I am trying to use a regular expression to do an accent insensitive search on an accent sensitive column.
I cannot change the column to an accent insensitive collation because the column is unique and we need to allow both 'Jose' and 'José' to be entered.
I cannot coerce the collation within my query because the table holds a ton of data and coercing it will cause it to do an index scan instead of a seek and the query times out
I cannot add a new non-unique column that uses an accent insensitive collation. This would avoid the 2 issues above because the original column could be accent sensitive and unique and I would be able to do the search on the new column and use the index on it, however I'm being told I can't do this because it would cause data duplication.
So, I'm trying to do this using a regular expression search on the accent sensitive column. In my application I take in whatever string the user entered and I modify the string in such a way that for this input
"Jose"
I get the output
"J[òóôõöø][sš][eèéêë]%"
Using this string to search works.

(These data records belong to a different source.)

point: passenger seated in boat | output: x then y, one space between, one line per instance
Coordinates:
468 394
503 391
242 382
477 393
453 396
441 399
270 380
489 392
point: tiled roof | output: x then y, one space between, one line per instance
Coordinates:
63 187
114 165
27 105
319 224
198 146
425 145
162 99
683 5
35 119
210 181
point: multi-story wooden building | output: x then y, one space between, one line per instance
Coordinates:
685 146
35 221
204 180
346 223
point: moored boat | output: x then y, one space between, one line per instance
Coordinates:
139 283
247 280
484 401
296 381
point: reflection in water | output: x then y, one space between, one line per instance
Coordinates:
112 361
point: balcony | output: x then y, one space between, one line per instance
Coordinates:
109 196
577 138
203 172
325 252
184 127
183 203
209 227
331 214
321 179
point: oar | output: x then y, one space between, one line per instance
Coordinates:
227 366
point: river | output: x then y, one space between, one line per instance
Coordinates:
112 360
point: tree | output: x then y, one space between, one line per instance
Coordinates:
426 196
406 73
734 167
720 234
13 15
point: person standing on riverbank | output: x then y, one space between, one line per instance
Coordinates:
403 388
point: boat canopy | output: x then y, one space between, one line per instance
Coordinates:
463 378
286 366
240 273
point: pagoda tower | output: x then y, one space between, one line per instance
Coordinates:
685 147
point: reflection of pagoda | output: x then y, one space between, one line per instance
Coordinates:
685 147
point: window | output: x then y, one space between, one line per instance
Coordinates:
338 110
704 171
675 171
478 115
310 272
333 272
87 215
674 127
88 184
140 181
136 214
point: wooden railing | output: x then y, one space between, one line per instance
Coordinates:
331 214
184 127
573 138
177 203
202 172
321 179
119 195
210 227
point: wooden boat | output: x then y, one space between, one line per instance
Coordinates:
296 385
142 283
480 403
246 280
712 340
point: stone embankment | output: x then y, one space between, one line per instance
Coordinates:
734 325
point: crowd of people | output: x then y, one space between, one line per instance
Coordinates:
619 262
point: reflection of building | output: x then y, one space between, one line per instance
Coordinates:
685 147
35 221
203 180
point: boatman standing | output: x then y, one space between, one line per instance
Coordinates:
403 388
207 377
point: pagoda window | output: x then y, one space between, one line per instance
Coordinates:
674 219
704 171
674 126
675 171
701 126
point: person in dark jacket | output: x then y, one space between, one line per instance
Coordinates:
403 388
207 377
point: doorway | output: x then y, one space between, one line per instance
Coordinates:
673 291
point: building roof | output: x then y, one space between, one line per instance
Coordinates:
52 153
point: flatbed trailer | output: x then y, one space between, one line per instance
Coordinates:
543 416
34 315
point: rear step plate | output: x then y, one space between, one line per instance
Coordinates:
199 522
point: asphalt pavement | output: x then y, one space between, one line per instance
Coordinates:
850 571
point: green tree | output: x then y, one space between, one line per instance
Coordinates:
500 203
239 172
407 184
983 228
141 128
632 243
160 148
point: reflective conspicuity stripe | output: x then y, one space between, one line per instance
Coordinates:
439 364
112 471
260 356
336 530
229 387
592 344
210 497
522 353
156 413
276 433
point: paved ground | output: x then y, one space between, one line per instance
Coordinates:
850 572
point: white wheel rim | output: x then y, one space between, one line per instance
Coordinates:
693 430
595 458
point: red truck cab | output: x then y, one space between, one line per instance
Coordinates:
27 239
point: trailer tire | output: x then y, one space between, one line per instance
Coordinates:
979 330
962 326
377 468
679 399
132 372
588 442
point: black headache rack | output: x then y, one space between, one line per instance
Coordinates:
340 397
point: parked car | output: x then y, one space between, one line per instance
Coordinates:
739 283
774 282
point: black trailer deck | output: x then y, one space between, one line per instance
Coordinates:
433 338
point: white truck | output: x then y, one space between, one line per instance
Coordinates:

It finds "Jose" and "José" and it searches with the correct index and doesn't time out.
The only issue I have now is with the darn æ character.
If the database contains the values "aéro" & "æro" and the user enters "aero", currently my application will generate the search strings "[aàáâãäå][eèéêë]r[oòóôõöø]%" But this will only be a match for "aéro". It will not match "æro". By default in sql server it already treats "ae" the same as "æ" whether the collation is accent sensitive or insensitive, so not modifying the user's input would return "æro" as a match, but would not return "aéro" as a match.
Does anyone have any ideas how I can do a regular expression search in SQL that will match both "aé" and "æ"?
SELECT *
FROM mytable
WHERE name LIKE '[aàáâãäå][eèéêë]%'